In view of the above, Miller stated that the economics of human or sex trafficking entails a big demand for cheap and weak victims coming from countries where there are weak laws or regulations pertaining to labor. Miller also noted that the demand for sex trafficking is increased by the blatant existence of or exposure to pornography and the perception of prostitution as a glamorized work in several famous movies. Even the developing nations have generally accepted and justified prostitution as a job, even though it is part of the underground economy.
This eventually leads to an increased demand for victims of sex trafficking or commercial sex abuse (prostitution). Citing again the United States Government estimates, Miller claimed that sex trafficking comprises around “66 percent of transnational trafficking in persons or TIP” (Miller 3). Since prostitution is significantly connected with sex trafficking, Miller suggested that there should be a special concern on how it fits into the trading metaphor. Miller added that the whole situation is simply a “supply and demand equation” (Miller 3). The underground market of prostitution is actually highly regulated in several countries worldwide.
The regular and increased demand from patrons causes a rise in supply. Moreover, its offer of a high paying job with low skill requirement make the trade more attractive, resulting in a steady supply of people engage in sex market (Miller 3). Conclusion In essence, human or sex trafficking deprives the victims of basic rights and their liberty to choose a decent and rewarding job. However, it is a worldwide threat that poses health hazard. It specifically harms the people engaged in the business and even allows the spread of highly transmittable diseases obtained from sexual intercourse such as AIDS.
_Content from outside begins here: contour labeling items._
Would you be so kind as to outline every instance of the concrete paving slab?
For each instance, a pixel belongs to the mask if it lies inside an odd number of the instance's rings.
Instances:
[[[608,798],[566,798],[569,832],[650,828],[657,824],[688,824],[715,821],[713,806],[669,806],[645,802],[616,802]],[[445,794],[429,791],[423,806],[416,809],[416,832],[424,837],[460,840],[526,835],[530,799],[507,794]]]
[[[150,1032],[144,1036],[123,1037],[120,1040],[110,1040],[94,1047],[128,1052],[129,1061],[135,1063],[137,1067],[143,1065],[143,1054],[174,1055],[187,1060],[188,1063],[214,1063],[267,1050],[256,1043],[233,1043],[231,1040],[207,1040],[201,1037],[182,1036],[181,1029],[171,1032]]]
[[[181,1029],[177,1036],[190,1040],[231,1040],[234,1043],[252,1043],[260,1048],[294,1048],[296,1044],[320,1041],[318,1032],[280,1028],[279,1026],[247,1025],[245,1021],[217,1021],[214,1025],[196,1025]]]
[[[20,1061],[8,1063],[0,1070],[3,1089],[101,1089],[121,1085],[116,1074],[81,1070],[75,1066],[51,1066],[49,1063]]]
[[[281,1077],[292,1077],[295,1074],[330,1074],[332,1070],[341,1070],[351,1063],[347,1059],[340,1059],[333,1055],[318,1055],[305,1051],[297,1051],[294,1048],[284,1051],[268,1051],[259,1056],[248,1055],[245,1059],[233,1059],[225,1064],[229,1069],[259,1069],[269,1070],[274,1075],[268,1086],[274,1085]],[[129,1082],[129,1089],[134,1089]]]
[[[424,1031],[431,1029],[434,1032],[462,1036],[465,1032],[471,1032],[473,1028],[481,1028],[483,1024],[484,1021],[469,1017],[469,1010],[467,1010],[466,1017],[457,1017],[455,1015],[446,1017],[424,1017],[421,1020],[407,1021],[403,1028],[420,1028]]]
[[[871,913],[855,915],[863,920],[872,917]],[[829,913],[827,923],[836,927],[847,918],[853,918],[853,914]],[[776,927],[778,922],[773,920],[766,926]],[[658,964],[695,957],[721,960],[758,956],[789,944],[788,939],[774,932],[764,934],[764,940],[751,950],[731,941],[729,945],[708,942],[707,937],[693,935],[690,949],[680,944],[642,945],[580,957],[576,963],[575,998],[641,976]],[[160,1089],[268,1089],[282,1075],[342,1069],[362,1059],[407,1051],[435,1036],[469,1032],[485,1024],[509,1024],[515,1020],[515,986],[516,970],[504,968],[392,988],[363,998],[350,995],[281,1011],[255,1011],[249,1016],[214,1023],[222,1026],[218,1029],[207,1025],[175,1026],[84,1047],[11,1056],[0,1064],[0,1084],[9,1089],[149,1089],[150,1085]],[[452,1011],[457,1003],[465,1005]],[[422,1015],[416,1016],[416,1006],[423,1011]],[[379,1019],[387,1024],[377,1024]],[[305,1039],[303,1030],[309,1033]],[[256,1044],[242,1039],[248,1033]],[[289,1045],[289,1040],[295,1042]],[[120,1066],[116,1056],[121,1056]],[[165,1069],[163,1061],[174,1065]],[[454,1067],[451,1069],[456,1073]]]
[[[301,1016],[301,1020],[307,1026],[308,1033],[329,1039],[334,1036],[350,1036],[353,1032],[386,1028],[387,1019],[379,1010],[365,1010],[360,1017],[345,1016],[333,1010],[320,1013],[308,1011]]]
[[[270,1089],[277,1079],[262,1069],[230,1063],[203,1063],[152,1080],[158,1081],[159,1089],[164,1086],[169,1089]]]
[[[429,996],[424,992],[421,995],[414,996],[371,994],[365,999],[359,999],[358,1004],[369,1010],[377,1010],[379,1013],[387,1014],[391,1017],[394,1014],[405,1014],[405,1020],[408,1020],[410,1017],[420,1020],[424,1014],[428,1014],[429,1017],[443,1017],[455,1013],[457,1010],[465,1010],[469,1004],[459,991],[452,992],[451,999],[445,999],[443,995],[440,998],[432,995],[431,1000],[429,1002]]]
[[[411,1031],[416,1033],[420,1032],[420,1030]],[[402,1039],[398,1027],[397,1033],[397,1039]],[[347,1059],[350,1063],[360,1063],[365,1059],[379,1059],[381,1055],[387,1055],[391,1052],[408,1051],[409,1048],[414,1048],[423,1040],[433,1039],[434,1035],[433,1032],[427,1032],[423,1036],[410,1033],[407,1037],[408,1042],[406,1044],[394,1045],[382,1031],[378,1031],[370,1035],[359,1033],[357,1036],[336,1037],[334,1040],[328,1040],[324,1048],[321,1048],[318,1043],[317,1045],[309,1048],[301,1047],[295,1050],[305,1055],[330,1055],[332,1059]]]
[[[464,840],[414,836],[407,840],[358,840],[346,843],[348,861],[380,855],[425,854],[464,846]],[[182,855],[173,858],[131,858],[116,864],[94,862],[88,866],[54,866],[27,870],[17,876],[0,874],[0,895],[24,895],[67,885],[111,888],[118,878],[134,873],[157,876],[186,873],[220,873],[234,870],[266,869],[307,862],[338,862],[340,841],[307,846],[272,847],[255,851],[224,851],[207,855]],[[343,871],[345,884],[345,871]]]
It also ignites the development of organized and influential crime groups that manipulatively operate the black market while at the same time weaken the effectivity of the laws and authority of law enforcement agencies. Human or sex trafficking is multi-cultural in nature. Thus, cooperation among nations is essential in order to win the battle against the so-called modern form of slavery. Several solutions can be helpful to fight the system, including judicial actions, changes in the state policies, an increased consciousness by the public, and pressure from the authorities.
Ultimately, human trafficking, particularly sex trafficking, will remain in the black market. This is because the underground marketing of sex trafficking evidently depends on its supply and demand. As long as no sincere and effective solutions are done, the illegal market of human trafficking, particularly sex trafficking, would still function and serve the respective interests of the traffickers, victims, and its patrons. Hence, it is now our call, as the ball is in our hands.